これに加えて、医療費やその他娯楽費は自己負担でかかります。

月額料金についても、入居時一時金と同様に民間の老人ホームと比べて、

特別養護老人ホームなどの公的な老人ホームにおいては各費用について細かく規定があります。

いくらかかるのか、いくら貯めておく必要があるか

おおむね以下の表のように料金がかかります。

運営主体 入居時一時金 月額料金
介護付有料老人ホーム 民間 0~数億円 15~35万円
住宅型有料老人ホーム 民間 0~数千万円 10万円~
特別養護老人ホーム 公的 0円 6~15万円

やはり運営主体が公的なほうが民間の老人ホームより安く老人ホームに入ることが出来ます。

特に民間の老人ホームは、入居時一時金が高額になることがあります。

これは民間の老人ホームの場合、公的な老人ホームとは異なり一定の規定がないため、

その立地、築年数、部屋の広さ、設備などによって自由に家賃を決めることが出来るからです。

まずは、公的な老人ホームに入るための入居条件を確認したうえで、

『民間の老人ホームに入るのか、公的な老人ホームに入るのか』を決める必要があります。

運営主体が民間か公的かによって、入居一時金 ・月額料金とも大きく金額が異なる。
まずは、以下のステップで特別養護老人ホームに入れるのかを確認しましょう。

  1. 特別養護老人ホームに入る入居条件を満たしているか

  2. 最寄りの特別養護老人ホームなど希望する施設に問い合わせる
  3. 料金、設備、待機者の有無を確認する

民間の老人ホームに入る場合、多くの場合で年金だけではその費用を賄うことは難しいでしょう。

Hello! My Name Is 404│老後資金のために今できること
小さなことからコツコツと

 

ケース1 特別養護老人ホームに、85歳で入る場合

85歳で要介護3認定された場合で、待機者がおらずすぐに入居出来た場合を想定しました。

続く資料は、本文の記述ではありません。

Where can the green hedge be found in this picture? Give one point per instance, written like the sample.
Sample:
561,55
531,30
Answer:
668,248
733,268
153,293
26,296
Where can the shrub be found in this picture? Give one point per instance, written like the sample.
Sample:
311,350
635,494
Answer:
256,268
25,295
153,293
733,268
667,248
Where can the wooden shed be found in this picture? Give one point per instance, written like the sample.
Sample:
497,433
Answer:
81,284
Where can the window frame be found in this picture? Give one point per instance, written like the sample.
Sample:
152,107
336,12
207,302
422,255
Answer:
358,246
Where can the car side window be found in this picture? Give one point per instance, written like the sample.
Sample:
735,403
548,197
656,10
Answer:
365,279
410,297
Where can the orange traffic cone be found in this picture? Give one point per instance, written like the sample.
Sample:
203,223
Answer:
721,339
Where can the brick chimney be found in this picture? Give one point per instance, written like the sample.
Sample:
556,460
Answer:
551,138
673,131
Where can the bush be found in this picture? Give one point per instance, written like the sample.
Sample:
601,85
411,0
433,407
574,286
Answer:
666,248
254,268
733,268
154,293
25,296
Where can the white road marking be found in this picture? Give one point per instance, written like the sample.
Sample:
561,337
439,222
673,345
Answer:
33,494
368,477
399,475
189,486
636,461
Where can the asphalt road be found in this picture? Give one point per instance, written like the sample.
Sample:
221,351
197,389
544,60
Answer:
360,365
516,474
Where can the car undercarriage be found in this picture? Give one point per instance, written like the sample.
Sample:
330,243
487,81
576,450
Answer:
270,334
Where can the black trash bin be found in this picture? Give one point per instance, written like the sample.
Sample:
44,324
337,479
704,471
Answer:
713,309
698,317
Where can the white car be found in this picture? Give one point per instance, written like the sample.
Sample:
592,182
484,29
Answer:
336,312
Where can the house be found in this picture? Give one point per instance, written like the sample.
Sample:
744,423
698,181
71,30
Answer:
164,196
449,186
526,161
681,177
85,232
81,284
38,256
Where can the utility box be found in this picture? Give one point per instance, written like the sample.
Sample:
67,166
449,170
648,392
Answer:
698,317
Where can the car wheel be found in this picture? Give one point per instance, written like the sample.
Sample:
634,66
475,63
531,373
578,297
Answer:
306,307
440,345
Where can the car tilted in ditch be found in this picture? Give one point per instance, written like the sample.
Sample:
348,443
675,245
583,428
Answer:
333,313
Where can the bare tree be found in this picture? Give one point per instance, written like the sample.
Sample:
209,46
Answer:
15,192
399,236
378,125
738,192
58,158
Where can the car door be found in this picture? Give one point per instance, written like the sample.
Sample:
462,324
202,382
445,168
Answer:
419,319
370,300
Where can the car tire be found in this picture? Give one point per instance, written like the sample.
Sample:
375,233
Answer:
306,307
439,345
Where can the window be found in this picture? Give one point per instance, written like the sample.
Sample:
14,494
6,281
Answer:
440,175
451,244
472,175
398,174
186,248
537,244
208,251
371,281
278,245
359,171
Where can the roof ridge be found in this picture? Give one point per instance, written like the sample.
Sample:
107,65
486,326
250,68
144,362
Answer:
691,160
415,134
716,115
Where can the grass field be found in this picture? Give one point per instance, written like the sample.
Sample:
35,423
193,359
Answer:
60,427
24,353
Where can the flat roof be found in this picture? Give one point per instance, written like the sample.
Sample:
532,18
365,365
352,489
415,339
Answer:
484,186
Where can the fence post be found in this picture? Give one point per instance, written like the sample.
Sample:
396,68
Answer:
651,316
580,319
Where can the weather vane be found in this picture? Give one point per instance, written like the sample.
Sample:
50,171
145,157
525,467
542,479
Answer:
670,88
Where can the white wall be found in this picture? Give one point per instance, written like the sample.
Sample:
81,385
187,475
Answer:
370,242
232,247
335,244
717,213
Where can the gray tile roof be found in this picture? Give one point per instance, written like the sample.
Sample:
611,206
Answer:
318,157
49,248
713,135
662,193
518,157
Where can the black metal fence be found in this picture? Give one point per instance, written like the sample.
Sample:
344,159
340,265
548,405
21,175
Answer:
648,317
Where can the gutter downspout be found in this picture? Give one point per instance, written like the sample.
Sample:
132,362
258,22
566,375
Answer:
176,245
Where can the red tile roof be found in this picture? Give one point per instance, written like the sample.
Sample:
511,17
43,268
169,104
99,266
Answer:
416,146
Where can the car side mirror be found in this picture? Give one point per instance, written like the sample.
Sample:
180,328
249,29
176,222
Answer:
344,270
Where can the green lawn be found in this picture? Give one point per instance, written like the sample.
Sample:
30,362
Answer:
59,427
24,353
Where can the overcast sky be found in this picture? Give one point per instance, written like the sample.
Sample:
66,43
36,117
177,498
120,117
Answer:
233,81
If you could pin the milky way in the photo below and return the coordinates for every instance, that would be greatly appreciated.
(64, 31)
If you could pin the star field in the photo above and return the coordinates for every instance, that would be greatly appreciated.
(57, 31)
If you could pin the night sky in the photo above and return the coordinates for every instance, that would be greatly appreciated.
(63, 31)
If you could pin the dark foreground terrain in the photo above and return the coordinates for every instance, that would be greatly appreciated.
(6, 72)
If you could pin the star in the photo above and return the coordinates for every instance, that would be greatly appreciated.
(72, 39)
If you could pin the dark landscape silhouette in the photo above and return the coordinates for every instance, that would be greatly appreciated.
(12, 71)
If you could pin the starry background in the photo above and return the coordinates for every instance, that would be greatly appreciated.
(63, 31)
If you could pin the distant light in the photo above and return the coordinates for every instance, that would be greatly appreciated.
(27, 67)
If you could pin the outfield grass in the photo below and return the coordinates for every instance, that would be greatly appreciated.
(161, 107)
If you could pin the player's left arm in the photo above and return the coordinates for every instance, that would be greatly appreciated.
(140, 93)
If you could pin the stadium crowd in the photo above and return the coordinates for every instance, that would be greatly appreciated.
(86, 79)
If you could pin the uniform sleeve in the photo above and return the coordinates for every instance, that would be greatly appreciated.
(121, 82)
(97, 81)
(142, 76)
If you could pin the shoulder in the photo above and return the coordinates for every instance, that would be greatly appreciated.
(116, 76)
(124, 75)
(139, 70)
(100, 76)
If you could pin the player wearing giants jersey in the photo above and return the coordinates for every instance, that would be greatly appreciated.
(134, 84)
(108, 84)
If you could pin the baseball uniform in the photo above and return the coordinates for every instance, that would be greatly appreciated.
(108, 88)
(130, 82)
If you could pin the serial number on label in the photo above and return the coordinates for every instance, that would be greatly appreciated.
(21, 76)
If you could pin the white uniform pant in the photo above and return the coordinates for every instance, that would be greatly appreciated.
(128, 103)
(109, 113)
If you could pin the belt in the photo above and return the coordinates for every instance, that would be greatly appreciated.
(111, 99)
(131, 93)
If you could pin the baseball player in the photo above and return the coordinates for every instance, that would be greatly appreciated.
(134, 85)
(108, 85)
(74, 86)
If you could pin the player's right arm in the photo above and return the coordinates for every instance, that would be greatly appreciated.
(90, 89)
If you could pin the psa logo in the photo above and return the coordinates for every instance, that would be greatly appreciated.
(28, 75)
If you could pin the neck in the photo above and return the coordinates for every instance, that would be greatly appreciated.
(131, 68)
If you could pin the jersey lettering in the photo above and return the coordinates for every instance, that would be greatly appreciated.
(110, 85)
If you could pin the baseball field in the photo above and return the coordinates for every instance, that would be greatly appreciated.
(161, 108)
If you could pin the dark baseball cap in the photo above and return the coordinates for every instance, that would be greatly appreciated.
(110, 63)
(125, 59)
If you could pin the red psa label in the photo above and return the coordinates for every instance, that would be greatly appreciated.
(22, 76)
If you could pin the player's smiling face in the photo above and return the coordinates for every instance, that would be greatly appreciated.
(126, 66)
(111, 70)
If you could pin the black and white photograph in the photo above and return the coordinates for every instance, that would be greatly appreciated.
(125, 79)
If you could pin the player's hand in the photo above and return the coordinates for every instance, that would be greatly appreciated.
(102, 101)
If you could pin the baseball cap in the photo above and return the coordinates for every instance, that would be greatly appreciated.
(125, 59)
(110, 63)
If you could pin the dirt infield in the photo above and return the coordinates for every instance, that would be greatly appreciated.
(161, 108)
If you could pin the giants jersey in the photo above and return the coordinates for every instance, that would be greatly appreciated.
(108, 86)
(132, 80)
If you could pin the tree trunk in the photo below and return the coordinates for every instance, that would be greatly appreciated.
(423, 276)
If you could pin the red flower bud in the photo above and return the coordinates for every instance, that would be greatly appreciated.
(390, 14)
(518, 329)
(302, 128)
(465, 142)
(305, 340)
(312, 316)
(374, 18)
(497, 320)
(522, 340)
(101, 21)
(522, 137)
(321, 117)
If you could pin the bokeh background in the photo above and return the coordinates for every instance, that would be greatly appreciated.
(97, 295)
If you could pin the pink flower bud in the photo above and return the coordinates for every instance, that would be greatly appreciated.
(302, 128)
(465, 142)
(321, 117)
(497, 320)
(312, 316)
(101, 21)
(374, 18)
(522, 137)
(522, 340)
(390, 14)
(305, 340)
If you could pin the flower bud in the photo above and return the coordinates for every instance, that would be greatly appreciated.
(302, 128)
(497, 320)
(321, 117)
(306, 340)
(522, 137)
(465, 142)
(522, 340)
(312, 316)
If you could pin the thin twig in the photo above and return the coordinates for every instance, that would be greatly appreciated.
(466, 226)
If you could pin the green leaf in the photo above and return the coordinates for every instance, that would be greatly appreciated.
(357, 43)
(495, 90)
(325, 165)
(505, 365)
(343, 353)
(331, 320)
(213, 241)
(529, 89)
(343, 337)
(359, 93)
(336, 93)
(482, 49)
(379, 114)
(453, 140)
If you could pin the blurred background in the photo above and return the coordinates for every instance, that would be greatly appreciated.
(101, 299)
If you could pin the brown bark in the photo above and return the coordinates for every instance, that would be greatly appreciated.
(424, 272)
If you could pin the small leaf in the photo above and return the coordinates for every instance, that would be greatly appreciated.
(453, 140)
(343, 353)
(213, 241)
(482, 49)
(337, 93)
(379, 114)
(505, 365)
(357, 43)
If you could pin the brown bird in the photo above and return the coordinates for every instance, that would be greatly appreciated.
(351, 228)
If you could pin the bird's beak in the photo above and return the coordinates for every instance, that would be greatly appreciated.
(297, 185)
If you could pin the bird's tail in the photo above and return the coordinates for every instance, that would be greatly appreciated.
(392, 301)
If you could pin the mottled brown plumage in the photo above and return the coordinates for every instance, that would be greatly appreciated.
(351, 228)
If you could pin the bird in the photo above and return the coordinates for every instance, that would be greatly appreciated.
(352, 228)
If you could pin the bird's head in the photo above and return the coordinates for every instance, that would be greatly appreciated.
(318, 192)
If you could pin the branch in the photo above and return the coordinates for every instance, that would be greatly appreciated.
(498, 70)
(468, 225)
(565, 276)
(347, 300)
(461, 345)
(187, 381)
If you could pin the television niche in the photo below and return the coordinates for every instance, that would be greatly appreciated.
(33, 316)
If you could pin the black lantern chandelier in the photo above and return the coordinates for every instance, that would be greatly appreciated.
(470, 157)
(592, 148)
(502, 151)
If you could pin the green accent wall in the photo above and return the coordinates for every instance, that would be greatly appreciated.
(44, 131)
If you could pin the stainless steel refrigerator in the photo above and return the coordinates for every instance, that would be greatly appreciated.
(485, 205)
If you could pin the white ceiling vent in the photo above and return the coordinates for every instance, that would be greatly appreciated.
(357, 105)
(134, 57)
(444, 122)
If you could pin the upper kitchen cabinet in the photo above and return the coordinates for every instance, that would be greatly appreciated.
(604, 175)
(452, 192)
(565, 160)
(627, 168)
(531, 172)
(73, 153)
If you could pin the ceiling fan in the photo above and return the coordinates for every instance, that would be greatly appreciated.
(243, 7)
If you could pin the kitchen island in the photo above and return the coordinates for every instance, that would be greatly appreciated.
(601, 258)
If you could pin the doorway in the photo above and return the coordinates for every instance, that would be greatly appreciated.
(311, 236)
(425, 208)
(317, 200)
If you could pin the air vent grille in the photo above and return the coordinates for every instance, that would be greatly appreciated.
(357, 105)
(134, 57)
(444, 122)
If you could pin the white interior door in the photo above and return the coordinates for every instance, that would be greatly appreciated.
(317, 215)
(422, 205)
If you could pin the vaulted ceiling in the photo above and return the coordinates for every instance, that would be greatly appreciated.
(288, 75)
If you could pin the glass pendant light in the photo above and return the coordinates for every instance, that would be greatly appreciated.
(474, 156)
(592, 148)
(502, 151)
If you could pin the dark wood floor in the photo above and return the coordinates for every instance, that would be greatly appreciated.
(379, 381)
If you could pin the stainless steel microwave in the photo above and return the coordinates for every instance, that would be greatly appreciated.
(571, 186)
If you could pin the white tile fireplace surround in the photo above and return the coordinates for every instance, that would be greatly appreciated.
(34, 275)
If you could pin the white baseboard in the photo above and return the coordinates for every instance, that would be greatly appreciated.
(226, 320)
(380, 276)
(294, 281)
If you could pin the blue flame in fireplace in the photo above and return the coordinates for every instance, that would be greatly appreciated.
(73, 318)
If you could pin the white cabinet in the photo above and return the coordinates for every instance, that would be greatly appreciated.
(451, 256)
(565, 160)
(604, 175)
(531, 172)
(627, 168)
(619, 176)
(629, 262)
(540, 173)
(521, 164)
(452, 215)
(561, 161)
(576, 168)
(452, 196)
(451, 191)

入居時一時金:0円(特別養護老人ホームの入居時一時金は無料)

月額料金:15万円(目安)

75歳の平均余命:6~8年※厚生労働省の平均29年簡易生命表の概況

例えば、上記の条件で計算すると、1,080~1,440万円かかります。

特養でも結構かかるのね。。

ケース2 介護付有料老人ホームに、88歳で入る場合

85歳で要介護2認定されたものの、一時は自宅で介護しその後老人ホームに入居する場合を想定しました。

入居時一時金:700万円(目安)

月額料金:30万円(目安)

88歳の平均余命:3~5年※厚生労働省の平均29年簡易生命表の概況から概算

例えば、上記の条件で計算すると、1,780~2,500万円かかります。

入居時一時金は、施設によってさまざまなので住んでいる地域の平均的な金額や検討中の施設があれば問い合わせてみるのが良いでしょう。

まずは問い合わせてみましょう

老人ホームにかかるお金の種類と、おおよその金額が分かりました。

まずは、最寄りの介護付有料老人ホームなどめぼしい老人ホームに問い合わせしてみることをおすすめします。

さまざまなケースに合わせて見積もりを取ることで、

  • いくら備えておく必要があるのか
  • そもそも金銭的に有料老人ホームに入れるのか
  • 息子娘に介護をお願いしなければならない場合、どうしたらいいか

など、次の行動が見えてきます。